Alumnus Develops a Tool Capable of Predicting the Evolution of Co-vid19 using Data and AI
Alumnus Anasse Bari, Clinical Assistant Professor of Computer Science at the Courant Institute of Mathematical Sciences of New York University (NYU), designed an artificial intelligence (AI) tool to understand the evolution of the coronavirus and determine the actions to be undertaken to limit its impact. A native of Tangier, Bari heads a research team at NYU, that focuses on the application of AI to solve high impact social problems such as financial market problems, epidemics, emotions, climate change, and well-being. The team has deployed this decision support tool mainly based on predictive analyses.
This solution will make it possible to report the clinical seriousness of cases contaminated by the pandemic and will help doctors to determine which patients really need beds and which ones can go home, hospital resources being limited. A partnership is currently under discussion between AUI and NYC, through Mr. Bari, for the use of advanced technologies for tracking the spread of COVID-19 in Morocco, but also for the precise determination of its impacts on economic and health plans.
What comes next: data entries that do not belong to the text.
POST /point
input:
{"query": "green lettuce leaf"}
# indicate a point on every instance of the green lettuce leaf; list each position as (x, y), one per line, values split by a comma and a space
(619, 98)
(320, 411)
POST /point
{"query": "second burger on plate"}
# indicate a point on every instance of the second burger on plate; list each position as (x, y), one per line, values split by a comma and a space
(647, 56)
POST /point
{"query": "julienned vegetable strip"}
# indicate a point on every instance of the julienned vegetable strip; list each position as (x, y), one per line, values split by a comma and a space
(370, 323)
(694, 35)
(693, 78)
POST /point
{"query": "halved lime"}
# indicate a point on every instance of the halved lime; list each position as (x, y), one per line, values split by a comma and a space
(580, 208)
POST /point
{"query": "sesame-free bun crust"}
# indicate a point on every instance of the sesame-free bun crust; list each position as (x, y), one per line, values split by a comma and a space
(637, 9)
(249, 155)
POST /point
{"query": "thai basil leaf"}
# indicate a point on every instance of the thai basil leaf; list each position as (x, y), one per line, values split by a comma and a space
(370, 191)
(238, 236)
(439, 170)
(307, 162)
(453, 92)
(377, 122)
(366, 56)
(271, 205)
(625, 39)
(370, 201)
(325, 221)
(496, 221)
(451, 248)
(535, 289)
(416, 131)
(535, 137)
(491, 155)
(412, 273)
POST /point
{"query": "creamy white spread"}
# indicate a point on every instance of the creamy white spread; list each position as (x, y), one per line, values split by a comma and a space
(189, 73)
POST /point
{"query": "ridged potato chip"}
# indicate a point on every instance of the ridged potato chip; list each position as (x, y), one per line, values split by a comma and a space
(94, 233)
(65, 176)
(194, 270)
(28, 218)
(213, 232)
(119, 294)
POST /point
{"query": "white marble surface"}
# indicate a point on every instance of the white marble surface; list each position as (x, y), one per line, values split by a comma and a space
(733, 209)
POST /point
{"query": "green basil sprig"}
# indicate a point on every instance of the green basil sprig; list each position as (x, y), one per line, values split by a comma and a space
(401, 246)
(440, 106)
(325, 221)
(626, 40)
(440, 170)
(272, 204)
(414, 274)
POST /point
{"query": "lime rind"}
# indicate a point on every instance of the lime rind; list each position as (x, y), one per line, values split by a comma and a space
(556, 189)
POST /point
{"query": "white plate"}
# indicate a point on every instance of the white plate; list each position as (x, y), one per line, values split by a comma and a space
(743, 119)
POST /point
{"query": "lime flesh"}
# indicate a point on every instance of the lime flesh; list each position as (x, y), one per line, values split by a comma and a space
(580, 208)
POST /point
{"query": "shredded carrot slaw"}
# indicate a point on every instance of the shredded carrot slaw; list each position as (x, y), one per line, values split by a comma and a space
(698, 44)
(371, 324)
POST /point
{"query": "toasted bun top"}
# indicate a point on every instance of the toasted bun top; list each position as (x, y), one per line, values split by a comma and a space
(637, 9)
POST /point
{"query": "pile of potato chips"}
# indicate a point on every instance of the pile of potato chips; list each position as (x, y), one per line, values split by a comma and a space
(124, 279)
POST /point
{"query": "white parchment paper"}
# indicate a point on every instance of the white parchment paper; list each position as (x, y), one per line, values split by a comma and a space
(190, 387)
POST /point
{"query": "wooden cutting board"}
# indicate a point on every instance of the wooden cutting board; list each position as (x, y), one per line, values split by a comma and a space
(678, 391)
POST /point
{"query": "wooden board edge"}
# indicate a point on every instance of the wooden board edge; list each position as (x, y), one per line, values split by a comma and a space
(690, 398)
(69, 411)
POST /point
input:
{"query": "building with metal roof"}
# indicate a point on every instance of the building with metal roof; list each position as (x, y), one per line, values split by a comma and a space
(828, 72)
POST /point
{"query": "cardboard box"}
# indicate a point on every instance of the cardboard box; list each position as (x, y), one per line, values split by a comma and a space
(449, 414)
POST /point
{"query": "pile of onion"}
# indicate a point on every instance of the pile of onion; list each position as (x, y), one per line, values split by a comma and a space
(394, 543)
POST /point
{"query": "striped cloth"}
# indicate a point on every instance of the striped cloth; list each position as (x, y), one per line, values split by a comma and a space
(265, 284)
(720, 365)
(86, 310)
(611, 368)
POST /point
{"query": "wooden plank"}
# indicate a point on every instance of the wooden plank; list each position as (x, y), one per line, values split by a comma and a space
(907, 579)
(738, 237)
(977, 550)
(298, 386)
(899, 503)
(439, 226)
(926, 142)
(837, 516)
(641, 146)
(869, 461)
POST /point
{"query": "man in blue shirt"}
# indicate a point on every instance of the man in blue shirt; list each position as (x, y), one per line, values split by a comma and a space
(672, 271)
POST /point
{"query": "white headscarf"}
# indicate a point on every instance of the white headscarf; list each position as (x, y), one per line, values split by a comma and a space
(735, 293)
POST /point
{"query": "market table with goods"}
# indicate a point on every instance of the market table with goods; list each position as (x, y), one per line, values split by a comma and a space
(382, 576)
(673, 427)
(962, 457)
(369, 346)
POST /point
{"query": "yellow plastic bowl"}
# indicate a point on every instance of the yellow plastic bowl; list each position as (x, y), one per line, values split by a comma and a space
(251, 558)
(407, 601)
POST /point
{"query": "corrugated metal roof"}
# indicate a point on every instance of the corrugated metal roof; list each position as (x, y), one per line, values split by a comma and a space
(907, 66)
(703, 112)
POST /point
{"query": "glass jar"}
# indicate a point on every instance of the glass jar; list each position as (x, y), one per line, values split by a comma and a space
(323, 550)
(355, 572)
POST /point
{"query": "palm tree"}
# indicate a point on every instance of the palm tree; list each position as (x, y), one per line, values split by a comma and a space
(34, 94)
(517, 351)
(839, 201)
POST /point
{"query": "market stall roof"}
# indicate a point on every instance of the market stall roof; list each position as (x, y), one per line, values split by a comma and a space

Anasse Bari holds a bachelor’s degree in Computer Engineering from Al Akhawayn University. His experience at AUI had a transformative effect on his career. “At AUI, I acquired not only IT skills but also communication skills, community values and self-confidence to pursue big ambitions,” said Anasse Bari.
"My American dream started with my exchange program at George Washington University as part of my studies at Al Akhawayn. When Bari returned to Morocco during his last semester in Ifrane, he got his first job with the big world shipowner AP. MOLLER MAERSK. Two years later, he returned to George Washington University (GWU) to obtain a Ph.D. in Computer Science with a focus on Data Mining. Bari is a Fulbright scholar and previously was a university professor at the Computer Science Department, at GWU, and held several other positions in prestigious institutions such as the World Bank. He was the recipient of the World Bank Group ITS Spot award for extraordinary efforts in the service of the organization. His scientific research has been focused on predictive analytics, biologically inspired data analytics, and information retrieval. He is also the co-author of the book “Predictive Analytics for Dummies,” and author of several articles on artificial intelligence for CNBC, Forbes, France24, and Telquel.